After the handshake mechanics, TLS has a payload problem: the certificate chain rides in the server’s first flight, and revocation checking historically added third-party lookups on the client’s critical path. Both are optimizable, both are usually ignored, and at edge scale both are measurable.
Chain size is flight size
The server’s certificate plus intermediates must fit in the handshake flight; oversized chains spill into extra round trips exactly where you were trying to save them. Practical hygiene: send the leaf and required intermediates only, never the root (clients hold roots already), prefer ECDSA certificates whose signatures are dramatically smaller than RSA’s, and audit what your edge actually serves, because default bundles love shipping redundant certificates.

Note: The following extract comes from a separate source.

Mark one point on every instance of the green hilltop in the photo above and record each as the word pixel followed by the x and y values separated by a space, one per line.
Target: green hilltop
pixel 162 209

Revocation, from broken to stapled
Classic OCSP had the client ask the CA whether the certificate was revoked: a third-party lookup, on the critical path, that failed open when the CA was slow, privacy-leaking and performance-hostile at once. OCSP stapling inverts it: the server fetches the signed revocation status periodically and staples it into the handshake, so clients verify freshness without any external call. The ecosystem has since moved further, with short-lived certificates and browser-side revocation lists shrinking OCSP’s role, but stapling remains the correct posture wherever it applies.

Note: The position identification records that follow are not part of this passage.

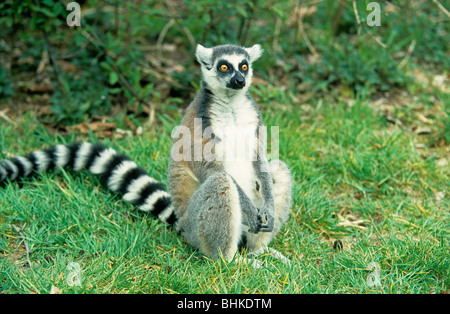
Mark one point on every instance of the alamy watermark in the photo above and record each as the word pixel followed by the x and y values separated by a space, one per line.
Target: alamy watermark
pixel 373 279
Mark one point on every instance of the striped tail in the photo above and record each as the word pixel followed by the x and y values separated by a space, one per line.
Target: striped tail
pixel 117 171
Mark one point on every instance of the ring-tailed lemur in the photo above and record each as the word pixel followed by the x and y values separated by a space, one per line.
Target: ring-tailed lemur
pixel 217 203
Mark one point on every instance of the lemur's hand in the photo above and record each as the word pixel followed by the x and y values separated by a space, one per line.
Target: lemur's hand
pixel 266 214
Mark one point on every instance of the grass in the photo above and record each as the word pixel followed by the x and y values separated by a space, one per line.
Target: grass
pixel 359 179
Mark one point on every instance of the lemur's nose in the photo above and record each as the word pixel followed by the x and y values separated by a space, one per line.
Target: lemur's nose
pixel 240 81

The certificate-lifetime trend is worth tracking as an operational planning item: maximum public certificate validity has compressed repeatedly, and the industry direction points toward lifetimes short enough that revocation becomes nearly moot, certificates expire before revocation would matter. For infrastructure teams this converts certificate management from an annual ceremony into continuous automation, and it makes your CDN’s certificate automation quality, issuance, renewal, deployment lag across the fleet, a genuine selection criterion. Ask vendors how long a renewed certificate takes to reach every edge node; the answers range from seconds to embarrassing.

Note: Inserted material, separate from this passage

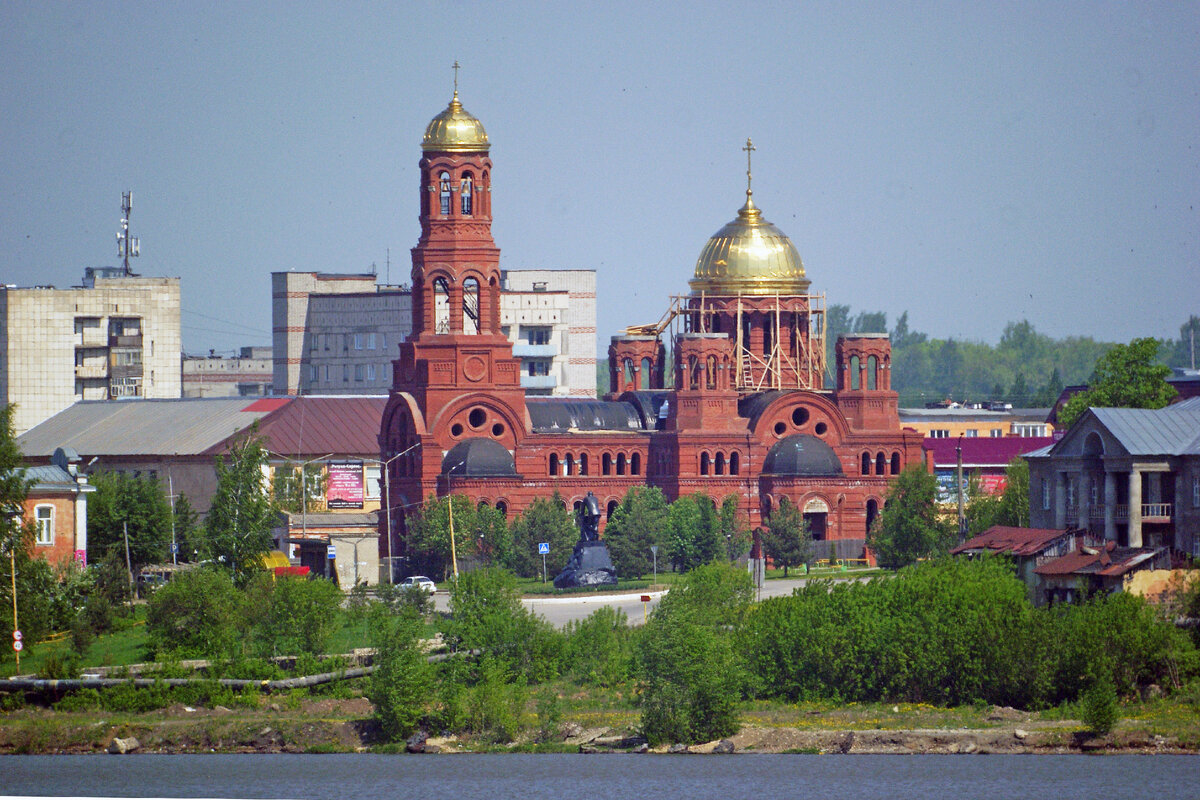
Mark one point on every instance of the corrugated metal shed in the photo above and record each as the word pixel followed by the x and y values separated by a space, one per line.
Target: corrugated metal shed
pixel 142 427
pixel 309 426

What your CDN should be doing
Managed edge TLS should handle all of this invisibly: tight chains, ECDSA-first with RSA fallback, stapling maintained with valid responses, session tickets rotated. Verify rather than assume: an SSL testing tool against your production hostnames reveals chain bloat, missing staples and protocol posture in one report. When the CDN manages certificates, misconfiguration here is their bug and your ticket; when you bring your own, the hygiene list above is yours.
In practice
Run the test suite against every production hostname quarterly and diff the results: chains grow when certificates renew through new intermediates, staples silently lapse, and configuration migrations reset defaults. Fifteen minutes of scheduled verification keeps a class of slow regressions out of your handshake, and the report doubles as evidence when a vendor claims everything is fine.
Our provider scorecards include TLS hygiene as tested, not as documented. The gaps between the two are the findings.